Risk Premia Forecasts: Major Asset Classes -- February 2, 2016

 | Feb 02, 2016 06:19AM ET

The expected risk premium for the Global Market Index (GMI) remained subdued in January. GMI — an unmanaged, market-value weighted mix of the major asset classes — is projected to earn an annualized 2.9% return over the “risk-free” rate in the long term. (For details on the equilibrium-based methodology that’s used to generate the forecasts each month, see the summary below.) Today’s revised estimate, which is based on data through last month, matches the projection in the previous month’s update .

Adjusting for short-term momentum and longer-term mean-reversion factors (defined below) raises GMI’s current ex ante risk premium slightly to 3.0%, based on data published through the end of January.

For the first time in recent history, there’s a narrow gap between GMI’s risk premia forecasts and the index’s trailing performance over the last three years.

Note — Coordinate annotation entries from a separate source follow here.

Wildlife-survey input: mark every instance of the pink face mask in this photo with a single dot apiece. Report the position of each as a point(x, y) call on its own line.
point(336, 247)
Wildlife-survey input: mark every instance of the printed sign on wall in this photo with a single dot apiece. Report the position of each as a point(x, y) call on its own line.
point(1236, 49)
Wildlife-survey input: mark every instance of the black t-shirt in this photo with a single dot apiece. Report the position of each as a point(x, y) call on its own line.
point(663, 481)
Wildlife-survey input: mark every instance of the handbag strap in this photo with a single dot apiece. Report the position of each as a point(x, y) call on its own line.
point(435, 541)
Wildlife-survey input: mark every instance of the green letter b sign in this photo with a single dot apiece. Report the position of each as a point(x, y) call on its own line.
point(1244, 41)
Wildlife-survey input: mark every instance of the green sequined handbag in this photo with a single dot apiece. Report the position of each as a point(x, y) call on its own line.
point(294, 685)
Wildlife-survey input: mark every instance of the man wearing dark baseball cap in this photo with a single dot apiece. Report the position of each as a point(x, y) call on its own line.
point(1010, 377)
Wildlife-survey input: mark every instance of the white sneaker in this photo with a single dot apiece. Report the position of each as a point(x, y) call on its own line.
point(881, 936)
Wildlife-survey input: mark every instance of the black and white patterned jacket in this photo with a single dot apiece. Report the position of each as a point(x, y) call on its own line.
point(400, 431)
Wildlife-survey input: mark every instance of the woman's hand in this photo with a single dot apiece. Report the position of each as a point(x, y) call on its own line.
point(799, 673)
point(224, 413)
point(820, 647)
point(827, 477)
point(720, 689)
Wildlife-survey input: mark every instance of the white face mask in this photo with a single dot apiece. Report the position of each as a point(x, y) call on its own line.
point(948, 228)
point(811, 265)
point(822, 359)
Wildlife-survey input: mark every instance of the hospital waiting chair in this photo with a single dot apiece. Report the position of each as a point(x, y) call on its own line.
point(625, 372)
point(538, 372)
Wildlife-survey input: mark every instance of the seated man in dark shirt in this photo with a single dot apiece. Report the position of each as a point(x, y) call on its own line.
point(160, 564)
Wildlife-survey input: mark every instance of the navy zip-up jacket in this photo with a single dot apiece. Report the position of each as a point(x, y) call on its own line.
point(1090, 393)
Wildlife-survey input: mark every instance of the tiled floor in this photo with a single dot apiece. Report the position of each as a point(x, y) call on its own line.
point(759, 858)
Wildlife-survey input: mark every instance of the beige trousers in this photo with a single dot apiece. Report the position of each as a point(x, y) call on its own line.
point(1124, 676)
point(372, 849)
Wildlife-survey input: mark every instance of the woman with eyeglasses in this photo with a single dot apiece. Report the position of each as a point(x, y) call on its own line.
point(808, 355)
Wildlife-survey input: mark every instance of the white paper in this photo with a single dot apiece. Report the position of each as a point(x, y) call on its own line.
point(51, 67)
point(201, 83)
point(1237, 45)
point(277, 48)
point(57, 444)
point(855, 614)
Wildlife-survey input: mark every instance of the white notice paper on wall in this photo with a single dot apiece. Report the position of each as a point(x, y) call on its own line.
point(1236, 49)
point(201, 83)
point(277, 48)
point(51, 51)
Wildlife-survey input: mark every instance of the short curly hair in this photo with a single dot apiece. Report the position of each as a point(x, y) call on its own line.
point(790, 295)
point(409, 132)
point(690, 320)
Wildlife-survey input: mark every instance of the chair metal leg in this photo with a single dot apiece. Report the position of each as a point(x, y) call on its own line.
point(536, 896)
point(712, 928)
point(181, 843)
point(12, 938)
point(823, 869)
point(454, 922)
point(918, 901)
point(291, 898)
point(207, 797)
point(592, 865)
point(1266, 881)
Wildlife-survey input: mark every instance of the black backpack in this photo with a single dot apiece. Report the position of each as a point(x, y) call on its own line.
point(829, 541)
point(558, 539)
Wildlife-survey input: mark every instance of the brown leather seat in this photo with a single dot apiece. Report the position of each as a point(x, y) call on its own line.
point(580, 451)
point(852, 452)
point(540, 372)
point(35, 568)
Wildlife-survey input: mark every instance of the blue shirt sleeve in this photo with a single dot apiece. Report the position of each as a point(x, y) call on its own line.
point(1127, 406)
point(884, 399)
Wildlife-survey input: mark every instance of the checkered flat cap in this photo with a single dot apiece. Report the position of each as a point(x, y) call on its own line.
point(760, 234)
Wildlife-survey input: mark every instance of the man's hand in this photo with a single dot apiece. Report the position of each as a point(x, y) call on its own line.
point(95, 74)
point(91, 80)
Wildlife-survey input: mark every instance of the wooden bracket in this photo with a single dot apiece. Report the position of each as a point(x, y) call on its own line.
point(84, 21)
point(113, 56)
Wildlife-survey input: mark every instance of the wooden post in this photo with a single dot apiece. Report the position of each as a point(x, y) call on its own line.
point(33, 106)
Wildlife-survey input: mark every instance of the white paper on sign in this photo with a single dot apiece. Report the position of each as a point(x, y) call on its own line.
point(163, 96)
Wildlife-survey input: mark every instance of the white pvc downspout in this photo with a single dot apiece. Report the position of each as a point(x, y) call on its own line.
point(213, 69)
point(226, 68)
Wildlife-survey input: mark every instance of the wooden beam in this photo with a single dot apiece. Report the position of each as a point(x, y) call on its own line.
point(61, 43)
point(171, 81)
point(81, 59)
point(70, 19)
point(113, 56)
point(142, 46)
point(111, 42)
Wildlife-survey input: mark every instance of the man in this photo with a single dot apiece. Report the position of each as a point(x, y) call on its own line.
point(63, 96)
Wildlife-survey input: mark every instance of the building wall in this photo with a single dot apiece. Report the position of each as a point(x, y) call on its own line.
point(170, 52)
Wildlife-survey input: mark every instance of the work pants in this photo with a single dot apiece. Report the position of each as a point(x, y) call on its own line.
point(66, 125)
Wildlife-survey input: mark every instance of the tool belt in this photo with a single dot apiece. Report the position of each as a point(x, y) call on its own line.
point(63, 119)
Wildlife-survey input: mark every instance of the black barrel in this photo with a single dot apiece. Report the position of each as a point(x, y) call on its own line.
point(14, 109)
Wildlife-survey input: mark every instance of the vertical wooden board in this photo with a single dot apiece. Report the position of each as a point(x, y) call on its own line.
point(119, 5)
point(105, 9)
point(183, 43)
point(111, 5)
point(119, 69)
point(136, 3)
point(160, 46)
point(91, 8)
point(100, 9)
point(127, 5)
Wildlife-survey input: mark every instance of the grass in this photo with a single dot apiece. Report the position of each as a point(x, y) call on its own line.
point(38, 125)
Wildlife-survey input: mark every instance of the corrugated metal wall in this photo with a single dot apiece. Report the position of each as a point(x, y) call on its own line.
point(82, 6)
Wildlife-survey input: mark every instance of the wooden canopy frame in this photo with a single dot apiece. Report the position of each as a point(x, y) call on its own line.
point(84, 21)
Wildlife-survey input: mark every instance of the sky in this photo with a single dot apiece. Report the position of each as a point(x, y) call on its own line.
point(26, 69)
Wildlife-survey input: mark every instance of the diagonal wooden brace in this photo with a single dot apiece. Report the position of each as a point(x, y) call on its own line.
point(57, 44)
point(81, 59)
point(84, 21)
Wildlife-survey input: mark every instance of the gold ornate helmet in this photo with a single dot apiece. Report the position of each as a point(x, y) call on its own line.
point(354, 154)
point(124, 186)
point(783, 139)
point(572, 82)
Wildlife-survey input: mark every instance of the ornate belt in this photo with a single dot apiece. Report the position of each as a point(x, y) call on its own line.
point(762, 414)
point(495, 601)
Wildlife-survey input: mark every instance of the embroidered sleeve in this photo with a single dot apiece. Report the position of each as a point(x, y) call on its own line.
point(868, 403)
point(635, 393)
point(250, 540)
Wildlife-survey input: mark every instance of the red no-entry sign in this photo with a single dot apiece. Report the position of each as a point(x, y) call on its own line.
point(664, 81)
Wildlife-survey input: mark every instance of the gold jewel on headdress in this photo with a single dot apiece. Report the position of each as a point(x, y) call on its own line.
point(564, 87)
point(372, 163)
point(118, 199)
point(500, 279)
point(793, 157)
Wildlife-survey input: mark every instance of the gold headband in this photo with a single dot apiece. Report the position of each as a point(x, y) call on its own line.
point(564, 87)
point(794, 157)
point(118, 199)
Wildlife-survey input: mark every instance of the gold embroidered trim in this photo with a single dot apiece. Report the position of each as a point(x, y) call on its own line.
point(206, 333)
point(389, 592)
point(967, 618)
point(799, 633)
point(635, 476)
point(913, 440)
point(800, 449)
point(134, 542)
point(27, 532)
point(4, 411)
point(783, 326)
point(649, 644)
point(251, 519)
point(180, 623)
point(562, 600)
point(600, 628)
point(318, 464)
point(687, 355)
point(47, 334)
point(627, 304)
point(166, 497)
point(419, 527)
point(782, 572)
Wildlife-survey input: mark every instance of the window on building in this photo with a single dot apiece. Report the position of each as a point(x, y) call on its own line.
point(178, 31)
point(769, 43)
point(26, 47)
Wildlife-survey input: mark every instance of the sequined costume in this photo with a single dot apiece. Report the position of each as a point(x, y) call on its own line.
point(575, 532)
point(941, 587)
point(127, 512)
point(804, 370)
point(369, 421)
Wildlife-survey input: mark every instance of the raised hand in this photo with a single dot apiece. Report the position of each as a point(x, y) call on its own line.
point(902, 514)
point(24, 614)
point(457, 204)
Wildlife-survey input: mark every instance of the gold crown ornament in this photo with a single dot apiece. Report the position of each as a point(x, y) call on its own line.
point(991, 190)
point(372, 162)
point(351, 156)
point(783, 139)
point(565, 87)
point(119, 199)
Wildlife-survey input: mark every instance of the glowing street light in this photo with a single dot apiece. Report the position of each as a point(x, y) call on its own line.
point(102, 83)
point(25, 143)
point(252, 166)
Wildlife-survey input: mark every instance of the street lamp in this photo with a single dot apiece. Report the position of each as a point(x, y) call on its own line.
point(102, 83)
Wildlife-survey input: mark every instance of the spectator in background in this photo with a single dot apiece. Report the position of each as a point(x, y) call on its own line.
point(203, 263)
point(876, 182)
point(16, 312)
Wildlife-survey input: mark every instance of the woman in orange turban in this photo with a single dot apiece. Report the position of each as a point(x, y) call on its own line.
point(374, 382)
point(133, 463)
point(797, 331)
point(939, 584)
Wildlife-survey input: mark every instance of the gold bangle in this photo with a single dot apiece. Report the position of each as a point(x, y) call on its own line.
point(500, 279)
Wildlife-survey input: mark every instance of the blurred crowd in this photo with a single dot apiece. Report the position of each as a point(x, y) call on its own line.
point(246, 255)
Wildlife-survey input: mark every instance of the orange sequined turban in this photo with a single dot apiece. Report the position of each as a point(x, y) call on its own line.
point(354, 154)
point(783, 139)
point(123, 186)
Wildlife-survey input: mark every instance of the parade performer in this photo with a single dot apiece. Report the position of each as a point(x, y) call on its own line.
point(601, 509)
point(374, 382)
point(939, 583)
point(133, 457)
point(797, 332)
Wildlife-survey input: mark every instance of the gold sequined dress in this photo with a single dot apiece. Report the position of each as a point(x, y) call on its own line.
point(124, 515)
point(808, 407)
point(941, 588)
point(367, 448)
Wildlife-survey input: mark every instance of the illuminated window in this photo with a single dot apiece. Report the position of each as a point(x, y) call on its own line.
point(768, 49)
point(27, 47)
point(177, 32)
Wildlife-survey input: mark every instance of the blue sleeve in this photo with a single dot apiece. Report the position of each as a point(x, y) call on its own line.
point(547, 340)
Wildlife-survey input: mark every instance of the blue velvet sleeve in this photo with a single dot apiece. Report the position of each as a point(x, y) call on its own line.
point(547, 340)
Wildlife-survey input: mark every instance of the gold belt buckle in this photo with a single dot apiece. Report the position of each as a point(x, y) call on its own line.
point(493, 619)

That’s due primarily to weakness in market returns in recent months. GMI earned an annualized 3.2% risk premium for the trailing 3-year period through January 2016. That’s now in line with the GMI’s implied performance for the years ahead. In other words, GMI’s recent performance is no longer posting sharply higher results vs. expectations. Although any one point forecast should be considered cautiously, recent GMI projections suggest that multi-asset class strategies in general will generate comparatively subdued results vs. the performance record in recent years. That’s been a theme in this column for much of the past year (see this April 2015 update, for instance) and the outlook remains intact in today’s update.